Proxima Fusion, a German startup chasing the dream of limitless clean energy, has secured €411 million ($469 million) in a funding round that values the company at €2.4 billion. The investment syndicate includes major strategic players: national energy giant RWE AG and Alphabet Inc.’s Google. The company aims to develop a commercial nuclear fusion plant that could come online within the next decade.

Nuclear fusion — the process that powers the sun — promises near-limitless energy with minimal waste, but it has remained tantalizingly out of reach for decades. Proxima Fusion is one of a new wave of startups betting that recent advances in materials science and magnetic confinement can finally make it viable. The backing from both a major utility and a tech titan signals growing confidence in the sector.

The €411 million raise values Proxima at €2.4 billion, according to Bloomberg. Google and RWE join existing investors in what is one of the largest private fusion fundraising rounds to date. Proxima has not disclosed a target date for its first plant beyond a vague 2030s timeline.

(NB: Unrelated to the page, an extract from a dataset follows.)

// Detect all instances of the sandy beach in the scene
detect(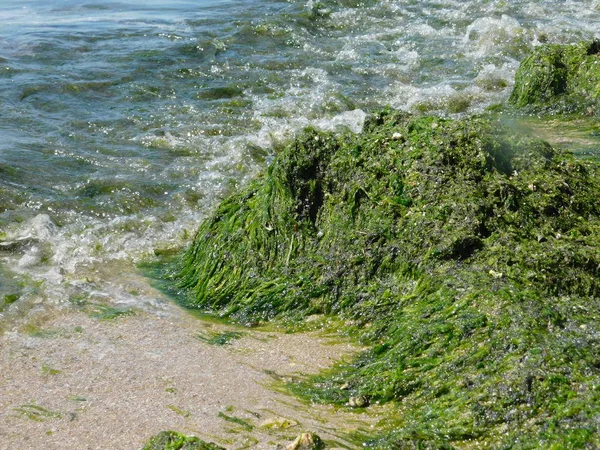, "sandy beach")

If successful, Proxima's reactor could reshape energy markets, offering a carbon-free baseload power source that could complement renewables. The involvement of RWE provides a direct path to the European grid. Google’s participation, meanwhile, hints at the tech sector's growing hunger for reliable clean electricity to power AI data centers.

Yet the road is long. No fusion startup has yet demonstrated net energy gain at a commercial scale, and regulatory frameworks for fusion plants remain underdeveloped in Europe.